La garde à vue est prévue pour une durée de 24 h qui peut être prolongée de 24 h sur
autorisation du Procureur de la République. Dans le cadre d’actes de terrorisme (article
706- 24 du code de procédure pénale) une prolongation de garde à vue de 48 heures est
possible et comporte un examen médical de droit. En cas d’infractions en matière de
stupéfiants (article 706- 29 du code procédure pénale) dès la garde à vue, un médecin
expert est désigné pour pratiquer un examen médical toutes les 24 heures et délivrer un
certificat médical motivé qui est versé au dossier. Des examens médicaux peuvent être
demandés de droit, ils sont mentionnés au procès verbal et émargés par la personne
intéressée. En cas de refus il en est fait mention au procès verbal.

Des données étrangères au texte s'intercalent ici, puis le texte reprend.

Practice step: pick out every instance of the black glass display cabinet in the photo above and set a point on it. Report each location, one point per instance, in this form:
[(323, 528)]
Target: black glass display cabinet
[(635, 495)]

Il ne faut surtout pas méconnaître les conditions très particulières de cette mission
médico-légale que représente l’examen médical en garde à vue : elle s’effectue dans des
conditions matérielles, parfois urgentes, et surtout psychologiquement difficiles, le gardé
à vue se présentant souvent choqué, angoissé, mutique ou au contraire revendicatif,
agressif, voire assez violent. Ces examens doivent être pratiqués dans des conditions
assurant la confidentialité indispensable à tout examen médical (Cf. plus haut).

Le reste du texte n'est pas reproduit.